Calculating Difference Between Dates in Same Column with Multiple Events on Same Day

Hi. Relatively new to Power BI and having trouble calculating the difference between dates in the following situation. The first four columns below are part of a report I am creating to track HR hiring actions by the action ID and the individual process steps. I am trying to create a measure or column (DaysBtwSteps) that calculates the elapsed days between each step and the previous one for each HR action.

I’ve tried to adapt the DAX code I’ve found in similar forum posts, but where I get stuck is the situation below where multiple steps get completed on the same day. In this situation, I want DaysBtwSteps to return the elapsed days for the first event on that day, and 0 for all subsequent events on that same day. The DaysBtwSteps column below is how I would like the measure/column to work.

Any assistance on this would be greatly appreciated.

Thanks.

  • Brian

This missing part here is how do you want to show this?

Do you only want this is a calculating column or should you be working on doing this via a measure (which I highly highly recommend)

Measures allow you to create more dynamic formulas that are re-usable, so I would really recommend going down this path compared to where you are right now.

This is how you would do it with a measure

DaysBetween = 
VAR CurrentPurchaseDate = MAX( 'New Table'[Purchase Date] )
VAR PriorMaxDate = CALCULATE( MAX( 'New Table'[Purchase Date] ), FILTER( ALL( 'New Table' ), 'New Table'[Purchase Date] < CurrentPurchaseDate ) )
VAR FirstOverallDate = CALCULATE( MIN( 'New Table'[Purchase Date] ), ALL( 'New Table' ) )

RETURN
IF( MIN( 'New Table'[Purchase Date] ) = FirstOverallDate,
    1,
        VALUE( CurrentPurchaseDate - PriorMaxDate ))

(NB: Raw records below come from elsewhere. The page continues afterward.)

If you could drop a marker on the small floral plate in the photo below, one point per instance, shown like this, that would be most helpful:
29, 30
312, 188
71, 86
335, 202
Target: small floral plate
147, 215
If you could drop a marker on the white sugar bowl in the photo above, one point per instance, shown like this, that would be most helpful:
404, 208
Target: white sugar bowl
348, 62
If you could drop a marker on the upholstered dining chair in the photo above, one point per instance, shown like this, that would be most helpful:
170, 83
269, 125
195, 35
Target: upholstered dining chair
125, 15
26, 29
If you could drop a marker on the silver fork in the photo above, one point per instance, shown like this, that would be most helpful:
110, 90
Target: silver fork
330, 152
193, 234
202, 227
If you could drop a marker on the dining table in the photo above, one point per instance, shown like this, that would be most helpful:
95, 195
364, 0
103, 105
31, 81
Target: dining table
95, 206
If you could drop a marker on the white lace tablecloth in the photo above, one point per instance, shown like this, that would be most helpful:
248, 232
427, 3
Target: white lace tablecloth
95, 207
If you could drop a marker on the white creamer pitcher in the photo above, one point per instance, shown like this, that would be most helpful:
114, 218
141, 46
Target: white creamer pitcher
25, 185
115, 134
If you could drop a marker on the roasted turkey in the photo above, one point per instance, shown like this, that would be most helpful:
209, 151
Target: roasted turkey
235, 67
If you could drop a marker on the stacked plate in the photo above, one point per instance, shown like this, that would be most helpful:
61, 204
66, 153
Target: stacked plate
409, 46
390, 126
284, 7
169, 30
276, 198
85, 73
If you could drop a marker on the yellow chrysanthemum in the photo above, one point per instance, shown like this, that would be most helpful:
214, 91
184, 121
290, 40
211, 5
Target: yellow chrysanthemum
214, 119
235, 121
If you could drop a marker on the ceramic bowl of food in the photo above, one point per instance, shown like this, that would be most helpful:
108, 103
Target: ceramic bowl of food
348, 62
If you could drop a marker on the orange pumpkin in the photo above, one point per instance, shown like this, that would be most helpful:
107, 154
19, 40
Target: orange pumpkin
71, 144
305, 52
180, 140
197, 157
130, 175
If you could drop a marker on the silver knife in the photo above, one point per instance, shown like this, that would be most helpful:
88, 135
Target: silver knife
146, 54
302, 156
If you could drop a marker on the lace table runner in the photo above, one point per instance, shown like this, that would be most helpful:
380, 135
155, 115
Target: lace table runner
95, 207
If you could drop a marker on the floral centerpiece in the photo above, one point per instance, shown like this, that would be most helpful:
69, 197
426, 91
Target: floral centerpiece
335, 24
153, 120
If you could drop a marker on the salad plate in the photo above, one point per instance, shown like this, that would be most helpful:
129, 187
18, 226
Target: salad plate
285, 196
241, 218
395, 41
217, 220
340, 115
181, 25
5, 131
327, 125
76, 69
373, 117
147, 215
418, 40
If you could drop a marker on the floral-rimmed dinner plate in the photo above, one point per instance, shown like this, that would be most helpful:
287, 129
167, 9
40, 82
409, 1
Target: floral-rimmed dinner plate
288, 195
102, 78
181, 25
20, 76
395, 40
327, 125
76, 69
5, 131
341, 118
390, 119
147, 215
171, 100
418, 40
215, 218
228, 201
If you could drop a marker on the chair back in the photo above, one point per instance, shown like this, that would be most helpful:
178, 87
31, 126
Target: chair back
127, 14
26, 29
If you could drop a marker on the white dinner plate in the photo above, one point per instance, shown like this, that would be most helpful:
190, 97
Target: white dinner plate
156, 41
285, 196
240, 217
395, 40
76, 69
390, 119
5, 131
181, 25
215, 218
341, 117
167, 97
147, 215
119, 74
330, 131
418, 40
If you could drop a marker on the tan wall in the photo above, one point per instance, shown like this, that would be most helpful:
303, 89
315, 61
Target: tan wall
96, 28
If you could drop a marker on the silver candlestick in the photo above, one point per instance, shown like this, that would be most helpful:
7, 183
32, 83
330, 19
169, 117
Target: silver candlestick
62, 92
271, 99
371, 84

This also works for the multiple dates scenario. See below

image

See how you go with this.

Measures are the way to go in nearly all cases when running calculations. Check out here to learn more.

Thanks very much for your response – this is really helpful. I definitely preferred to do this as a measure rather than a column, but my previous attempts involved the EARLIER function, and I ran into problems using that in a measure. I find your approach using variables instead of the EARLIER function to be a lot more intuitive. I have adapted your DAX code to aggregate on my HR ID field (comparable to your Customer ID). It’s working perfectly, except for the situations in which I have multiple events occurring on the same day. The graphic below illustrates how the code is currently working, versus how I would like it to work.

My plan is to use this measure within other Sum and Cumulative Total Measures, but until I fix this problem they will return overstated values. Below is the modified DAX code I wrote based on yours. Any help in fixing the multiple event on the same date problem would be greatly appreciated - it’s critical to my model and has me totally stumped.

Thanks!

  • Brian

DaysBetweenProcessSteps = 
VAR CurrentDate =
    CALCULATE (
        MAX ( FactHrActionsStatus[ProcessStepCompletionDate] ),
        ALLEXCEPT (
            FactHrActionsStatus,
            FactHrActionsStatus[HrActionID],
            FactHrActionsStatus[ProcessStepID]
        )
    )
VAR PriorMaxDate =
    CALCULATE (
        MAX ( FactHrActionsStatus[ProcessStepCompletionDate] ),
        FILTER (
            ALLEXCEPT ( FactHrActionsStatus, FactHrActionsStatus[HrActionID] ),
            FactHrActionsStatus[ProcessStepCompletionDate] < CurrentDate
        )
    )
VAR FirstOverallDate =
    CALCULATE (
        MIN ( FactHrActionsStatus[ProcessStepCompletionDate] ),
        ALLEXCEPT ( FactHrActionsStatus, FactHrActionsStatus[HrActionID] )
    )
RETURN
    IF (
        MIN ( FactHrActionsStatus[ProcessStepCompletionDate] ) = FirstOverallDate,
        1,
        DATEDIFF ( PriorMaxDate, CurrentDate, DAY )
    )

Ok I see, I thought it was the other way.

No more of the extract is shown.